Edition: Century, 1997
Review number: 67
The Course of Honour is, like most of Davis' novels, set in the Rome of the first century AD. Unlike these novels, its main character is historical, not the private detective Falco. Caenis was a slave to Antonia, who was related to most of the early emperors of Rome. She received her freedom, and became the mistress of an obscure young senator (a Sabine rather than a true Roman) named Vespasian.
Though the two of them find true love together, Caenis forces a parting for the sake of Vespasian's career. The book details the struggles to survive for both of them under the emperors from Tiberius to Nero, of varying degrees of insanity.
Then comes the year of the four emperors, AD 69, and the first major civil war of the Empire, followed by the victory of Vespasian and his enthronement as emperor.
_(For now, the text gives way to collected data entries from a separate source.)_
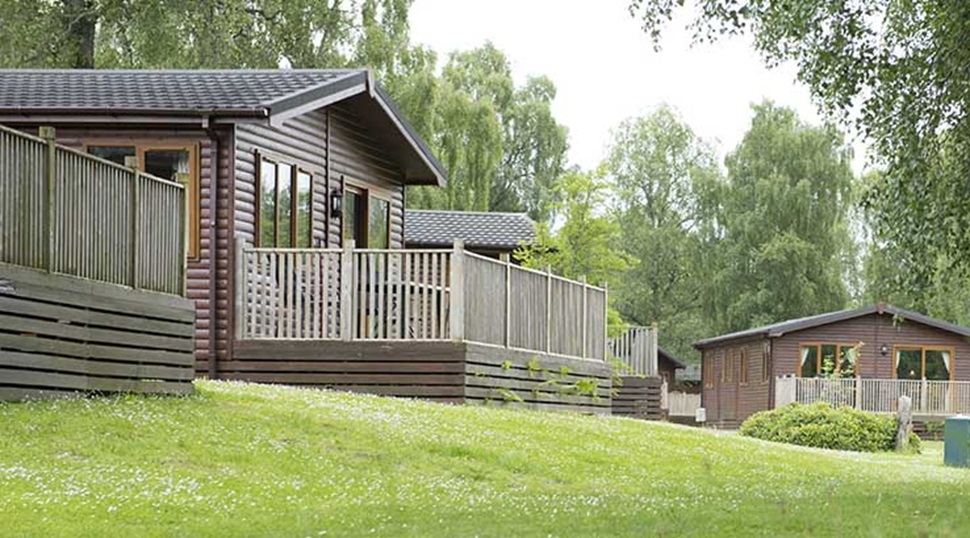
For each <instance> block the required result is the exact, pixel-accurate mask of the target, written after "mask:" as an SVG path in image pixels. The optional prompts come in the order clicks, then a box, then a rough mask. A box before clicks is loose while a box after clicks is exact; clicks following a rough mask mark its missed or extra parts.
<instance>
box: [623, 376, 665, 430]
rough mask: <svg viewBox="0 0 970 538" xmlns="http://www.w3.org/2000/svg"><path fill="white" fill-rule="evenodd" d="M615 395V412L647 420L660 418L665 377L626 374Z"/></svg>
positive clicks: (662, 415) (631, 416)
mask: <svg viewBox="0 0 970 538" xmlns="http://www.w3.org/2000/svg"><path fill="white" fill-rule="evenodd" d="M621 382H622V384H621V385H620V387H619V388H618V389H617V391H616V394H615V395H614V396H613V414H614V415H616V416H621V417H632V418H640V419H646V420H660V419H662V418H663V414H662V413H661V411H660V390H661V385H662V384H663V379H661V378H659V377H636V376H625V377H623V378H621Z"/></svg>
As usual, Davis writes well and with a good sense of period; the subject matter of this novel (the comparative richness of the characters in particular) means that it is a good deal less nasty than the Falco series. It is also more constrained by the "real history" involved, which is caused both by having real historical people as major characters and by covering a much larger sweep of history (one which is also covered in some detail by several more or less contemporary historians). These restrictions don't seem to handicap Davis; this book confirms to me that she is a writer of some stature, not just someone who can write well in a limited field.